Spätestens mit seinem Album „Idols“ ist YUNGBLUD endgültig zum Superstar avanciert. Unter dem bürgerlichen Namen Dominic Richard Harrison wurde er 1997 im englischen Doncaster geboren und zählt zu den markantesten Stimmen der modernen Rock- und Alternativszene. Schon früh kam er durch seine Familie mit Musik in Berührung, was seinen eigenwilligen Stil nachhaltig prägte. Mit einer Mischung aus Punk, Alternative Rock, Pop und Hip-Hop sprengt er bewusst Genregrenzen und schafft einen Sound, der ebenso roh wie emotional ist.
Besonders hervorzuheben ist Yungbluds künstlerische Haltung: Die Texte sind ehrlich, wütend, verletzlich und politisch. Sie thematisieren mentale Gesundheit, Identität, gesellschaftlichen Druck und das Gefühl, nicht dazuzugehören. Genau dadurch wird er für viele junge Menschen zu einer wichtigen Identifikationsfigur. Er ermutigt sein Publikum, anders zu sein, laut zu sein und sich nicht für die eigene Persönlichkeit zu entschuldigen.
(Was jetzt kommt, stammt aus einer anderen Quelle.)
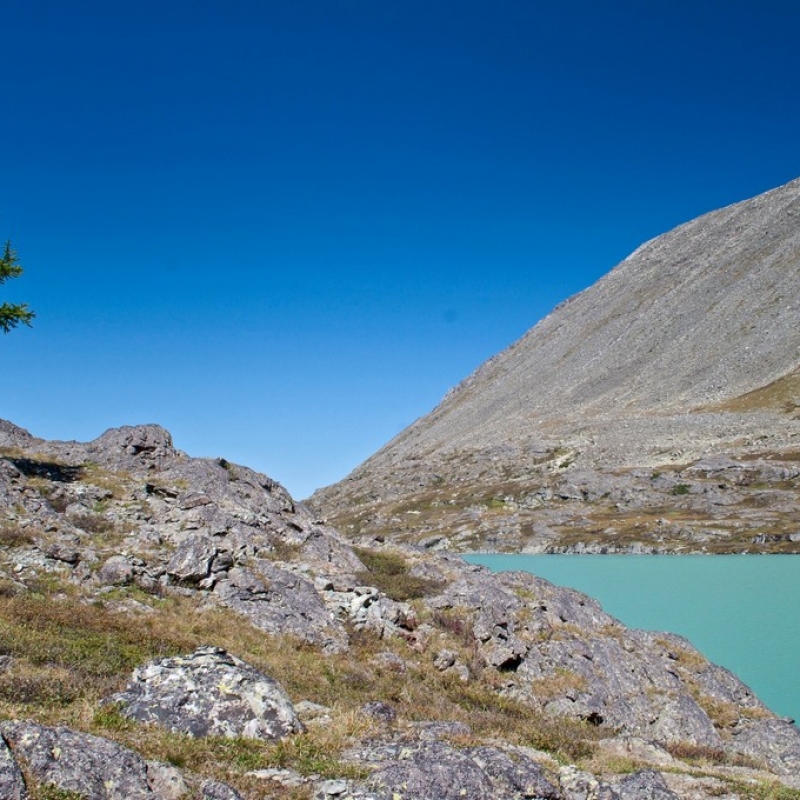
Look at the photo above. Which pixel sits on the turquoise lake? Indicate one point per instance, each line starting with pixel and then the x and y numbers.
pixel 742 612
Auf der Bühne überzeugt Yungblud durch eine intensive Präsenz und echte Nähe zu seinen Fans. Er versteht Musik nicht nur als Unterhaltung, sondern als Sprachrohr und als Gemeinschaftsgefühl. Sein Engagement für Selbstakzeptanz, Diversität und Offenheit macht ihn weit über seine Musik hinaus zu einer bedeutenden Stimme seiner Generation. Seine Liveshows sind absolut beeindruckend!
Fast ein Jahr nach dem Erfolgsalbum ist nun mit „Idols 2“ ein zweiter Teil erschienen, der das Konzept seines aktuellen Projekts fortschreibt. Während es zunächst vor allem um das Zurückgewinnen seiner Identität und das Herauskommen aus der Dunkelheit ging, handeln die sechs neuen Stücke von Selbstakzeptanz und Lebendigkeit. Es geht darum, sich unbesiegbar zu fühlen, wenn man sich selbst wirklich spürt.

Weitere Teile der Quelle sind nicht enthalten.